Стокгольмский синдром
Карстэн Графф
– Сколько раз Виктор травил вас слезоточивым газом? – спросил я как-то вечером, когда мы с Катей общались в интернете.
– Раз шесть или семь, – ответила она.
– Он распылял газ, когда в камере находились младенцы?
– Он делал это пару раз, когда Лена была беременна, – написала Катя, – но при детях такого не было.
– То есть единственным проявлением его чувств к детям было нежелание травить их газом?
– Не думаю, что жизнь или смерть детей его волновала, но почему-то он хотел, чтобы мы думали, что для него это важно.
– Похоже на правду, – написал я, сверяясь со своими заметками, чтобы выбрать следующий вопрос. – А сколько времени Виктор каждый день проводил с вами или с Леной?
– Иногда мы не видели его по несколько дней, но если он приходил, то проводил с нами от получаса до часа.
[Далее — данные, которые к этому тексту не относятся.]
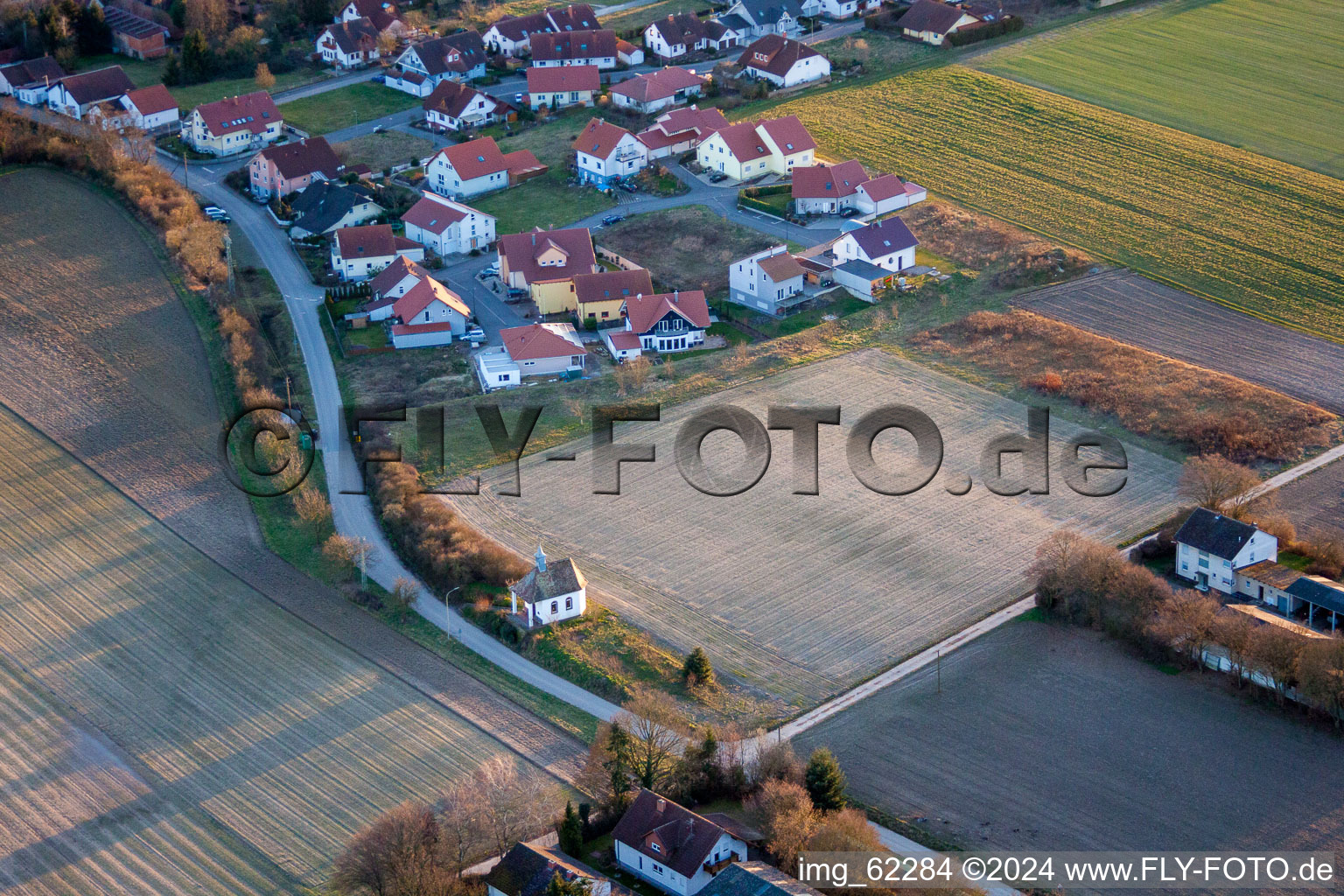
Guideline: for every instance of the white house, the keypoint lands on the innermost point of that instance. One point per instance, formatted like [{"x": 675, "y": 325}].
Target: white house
[
  {"x": 448, "y": 228},
  {"x": 1211, "y": 549},
  {"x": 361, "y": 251},
  {"x": 608, "y": 153},
  {"x": 886, "y": 243},
  {"x": 671, "y": 846},
  {"x": 550, "y": 592},
  {"x": 784, "y": 62},
  {"x": 769, "y": 281}
]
Довольно долгое время он приходил каждый день. Сначала он передавал нам еду, потом насиловал одну из нас. Обычно мы выходили в зеленую комнату по очереди. Мы всегда знали, кому идти, а кому оставаться в камере.
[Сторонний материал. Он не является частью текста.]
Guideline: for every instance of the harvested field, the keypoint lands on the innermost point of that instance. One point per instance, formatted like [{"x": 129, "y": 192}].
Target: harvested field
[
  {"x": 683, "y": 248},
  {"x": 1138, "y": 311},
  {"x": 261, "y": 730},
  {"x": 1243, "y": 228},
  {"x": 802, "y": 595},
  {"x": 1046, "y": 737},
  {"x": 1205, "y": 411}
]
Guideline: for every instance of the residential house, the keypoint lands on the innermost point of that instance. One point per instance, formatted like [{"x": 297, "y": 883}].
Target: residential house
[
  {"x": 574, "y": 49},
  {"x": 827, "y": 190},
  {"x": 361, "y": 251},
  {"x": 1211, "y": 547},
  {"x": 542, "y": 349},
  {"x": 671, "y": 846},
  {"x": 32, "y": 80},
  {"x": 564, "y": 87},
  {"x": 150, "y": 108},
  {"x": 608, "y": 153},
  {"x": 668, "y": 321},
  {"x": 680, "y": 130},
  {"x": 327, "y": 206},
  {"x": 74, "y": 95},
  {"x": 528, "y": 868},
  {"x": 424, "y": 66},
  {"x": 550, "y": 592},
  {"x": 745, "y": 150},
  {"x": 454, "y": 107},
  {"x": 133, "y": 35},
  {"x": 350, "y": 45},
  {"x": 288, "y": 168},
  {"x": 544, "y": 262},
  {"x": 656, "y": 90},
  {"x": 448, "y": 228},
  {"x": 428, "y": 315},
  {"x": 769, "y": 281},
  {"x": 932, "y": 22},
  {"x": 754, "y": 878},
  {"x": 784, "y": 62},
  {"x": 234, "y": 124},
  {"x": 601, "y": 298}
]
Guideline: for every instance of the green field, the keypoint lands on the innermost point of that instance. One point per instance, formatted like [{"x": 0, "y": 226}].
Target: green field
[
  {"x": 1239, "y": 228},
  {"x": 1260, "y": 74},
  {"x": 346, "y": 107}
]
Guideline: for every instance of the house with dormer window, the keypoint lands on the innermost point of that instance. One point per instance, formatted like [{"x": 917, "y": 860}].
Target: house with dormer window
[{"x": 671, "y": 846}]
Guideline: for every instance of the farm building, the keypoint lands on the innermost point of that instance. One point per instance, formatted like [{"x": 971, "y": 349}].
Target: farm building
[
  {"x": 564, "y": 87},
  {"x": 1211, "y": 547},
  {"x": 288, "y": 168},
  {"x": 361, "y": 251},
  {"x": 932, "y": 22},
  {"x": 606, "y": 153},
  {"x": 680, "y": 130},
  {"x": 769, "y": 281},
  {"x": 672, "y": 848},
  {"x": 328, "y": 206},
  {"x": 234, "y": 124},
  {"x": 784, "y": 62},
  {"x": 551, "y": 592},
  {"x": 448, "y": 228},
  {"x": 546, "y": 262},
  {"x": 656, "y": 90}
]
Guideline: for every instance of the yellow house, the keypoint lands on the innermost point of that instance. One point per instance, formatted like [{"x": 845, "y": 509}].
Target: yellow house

– Записывая вашу историю, я часто думал о странности вашей ситуации: вы ненавидели этого мужчину и стремились избегать его, но в то же время могли выжить только благодаря ему. Наверное, вы слышали о «стокгольмском синдроме»?
– Да. Это психологический союз жертв похищения с похитителями. Мы с Леной целиком и полностью зависели от Виктора. Если бы с ним что-то случилось, мы обе умерли бы ужасной смертью. Логично было бы предположить, что у нас с Леной проявится стокгольмский синдром, но этого не случилось. Мы никогда не испытывали ни малейшей симпатии к Виктору. Когда нам удалось спастись, мы не нашли никаких оправданий его поступку.
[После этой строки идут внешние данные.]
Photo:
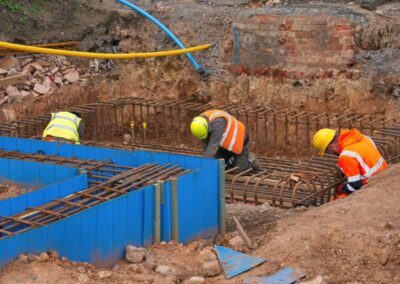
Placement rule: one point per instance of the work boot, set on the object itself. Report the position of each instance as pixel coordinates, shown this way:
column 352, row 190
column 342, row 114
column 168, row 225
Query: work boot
column 254, row 162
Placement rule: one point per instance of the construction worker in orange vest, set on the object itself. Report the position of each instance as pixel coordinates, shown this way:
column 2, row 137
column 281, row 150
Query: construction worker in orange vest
column 64, row 126
column 224, row 137
column 358, row 159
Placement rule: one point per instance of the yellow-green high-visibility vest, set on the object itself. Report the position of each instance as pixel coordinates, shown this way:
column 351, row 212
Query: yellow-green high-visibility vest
column 64, row 125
– Но вы знаете, что другие жертвы испытывали нечто, подобное стокгольмскому синдрому? Мне кажется, что это вполне естественная реакция – не только в ситуации похищения, но и, например, в браке, когда у вас нет сил уйти от партнера, даже если он причиняет вам боль, эмоциональную или физическую.
– Я прекрасно понимаю, что многие испытывали стокгольмский синдром, – ответила Катя. – Но с нами этого не случилось, и тому есть масса причин. Все время заточения по отношению к Виктору у нас было два основных чувства: ненависть и отвращение. В нем было гадко все: его голос, саркастическая манера говорить, ужасный запах, идиотская улыбка, грязная, засаленная одежда… После того как он меня насиловал, я не могла смыть со своего тела его омерзительную сперму и запах. Мне годами приходилось мириться с тем, что эта липкая жидкость проникает в меня. Мне постоянно хотелось ударить его, лягнуть, укусить, сказать какую-нибудь гадость. Более трех с половиной лет я мечтала лишь об одном: задушить его собственными руками. Я ненавидела его не только за то, что он сделал, как вел себя и как выглядел. Я ненавидела его за то, что он мог в любой момент пойти, куда захочет. Виктор мог общаться с людьми, дышать свежим воздухом, спать в собственной кровати, есть, что захочет, ходить в магазины. Он был свободен, а двух незнакомых девушек обрек на существование в темном и сыром подвале, в полной изоляции от мира. Травил нас слезоточивым газом, кормил объедками. Мы боялись, что Виктор убьет нас. Он погубил наши семьи. Даже если бы мы с Леной оказались настолько слабыми, что захотели бы какой-то эмоциональной близости с ним, это было бы невозможно. Нам было известно только его имя и название города, в котором он жил. Мы знали, что он делит дом с матерью, – и больше ничего. Он даже возраст свой скрывал. Если бы он разговаривал с нами, делился своими мыслями и чувствами, у нас мог возникнуть стокгольмский синдром. Но ощущать привязанность к холодному и далекому человеку, неспособному к осмысленному разговору, просто невозможно. Если бы он открылся нам, мы могли бы понять его – и это изменило бы ситуацию.